施工期深大立井内壁混凝土开裂机理

In recent years, concrete cracks are generally appear on inner wall of deep-large shaft lining during construction period, water-leakage damage is worsening after frozen wall thawing which has caused great security threat and economic loss, what is more, the concrete cracking mechanism is not clear. To reveal cracking mechanism of new pouring concrete is a prerequisite for scientific prevention of shaft lining water-leakage damage. On the basis of previous works, firstly, in order to provide some basic data for further research, simulating actual temperature of the new pouring concrete, and researching the thermal physical and mechanical parameters evolution laws of high strength concrete with its age and temperature. Secondly, assuming concrete as heterogeneous material, a microscopic thermo-mechanical coupling numerical computation model of aggregate random distribution is built, the thermal physical and mechanical parameters of concrete change with its age and temperature. Based on the numerical computation model, researching the change laws of stress field and crack propagation of inner wall with different thickness, different concrete strength grade and different constraint condition. Thirdly, an electrical conductive concrete similar material is developed to solve the temperature field dissimilar problem of concrete scale model, and then adopting some advanced test technologies including digital shoot and distributed Fiber Bragg Grating to carry out concrete restrained shrinkage physical simulation study on the change laws of deformation field and crack propagation of inner wall. Finally, comprehensively analyzing these results to revealing concrete cracking mechanism during construction period and proposing crack prevention technologies of inner wall of deep-large shaft lining. The results of this research for concrete cracking mechanism have important theoretical and practical value for freezing shaft lining and underground structure support technology.
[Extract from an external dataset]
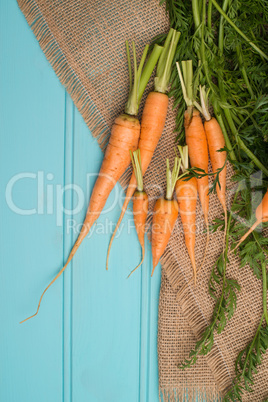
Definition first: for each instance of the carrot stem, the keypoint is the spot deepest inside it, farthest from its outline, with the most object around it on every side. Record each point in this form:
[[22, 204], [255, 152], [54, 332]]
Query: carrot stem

近年来，随立井深度和直径增大，冻结井筒内壁开裂、漏水日益严重，机理不明，造成重大安全威胁和经济损失。揭示施工期新筑内壁混凝土开裂机理是科学防治冻结井筒渗漏水害的前提。基于前期工作，首先，模拟新筑内壁真实的温度条件，研究高强混凝土热物理、力学参数随龄期和温度的演化规律，为后续研究提供基础数据。第二，将混凝土视为非均质材料，建立热物理、力学参数随龄期和温度变化以及骨料随机分布的新筑内壁三维细观损伤计算模型，开展细观尺度热力耦合数值计算，研究不同厚度、不同强度等级和约束条件下内壁应力场及裂缝演化规律。第三，研制可突破水泥水化放热相似模拟难题的导电混凝土相似材料，采用数字照相、分布式光纤光栅等先进测试技术，开展约束状态下新筑内壁变形场和裂缝演化规律物理模拟试验。最后，分析揭示施工期深大冻结井筒内壁混凝土开裂机理，提出防裂技术路线。研究成果对发展冻结井壁和地下空间支护技术具有重要理论意义和应用价值。
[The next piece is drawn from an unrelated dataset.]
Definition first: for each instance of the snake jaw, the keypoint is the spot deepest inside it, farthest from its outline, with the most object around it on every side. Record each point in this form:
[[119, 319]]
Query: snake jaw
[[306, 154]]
近年来，随立井深度和直径增大，冻结井筒内壁开裂、漏水日益严重，机理不明，造成重大安全威胁和经济损失。揭示施工期新筑内壁混凝土开裂机理是科学防治冻结井筒渗漏水害的前提。首先，本课题模拟新筑内壁真实的温度条件，研究了内壁混凝土热物理、力学参数随龄期和温度的演化规律，为后续研究提供基础数据；第二，基于电热原理，研制了可以突破水泥水化放热相似模拟难题的导电混凝土相似材料，研究获得了导电混凝土内壁的电热特性；第三，将内壁混凝土视为非均质材料，开展细观尺度热力耦合数值计算，通过分层游走法建立了基于随机骨料随机参数的混凝土内壁细观数值模型，构建了内壁细观结构损伤破坏与其宏观力学响应之间的联系，研究了不同厚度、不同强度等级和约束条件下的内壁应力场及裂缝演化规律；第四，成功研制适用于井壁等筒状结构的温度—应力试验机，为开展变约束条件下新筑内壁温度—应力模拟试验提供了仪器支撑；第五，采用导电混凝土相似材料浇筑混凝土内壁相似模型，真实模拟新筑内壁的水化升温与降温过程，采用分布式光纤光栅等先进测试技术，研究获得了不同厚度、不同强度等级和约束度条件下的新筑内壁变形场、应力场及裂缝演化规律。最后，分析揭示了温度梯度与边界约束协同作用致裂深大冻结井筒新筑混凝土内壁的机理，并提出了内壁防裂技术路线。研究成果对发展冻结井壁和地下空间支护技术具有重要理论意义和应用价值。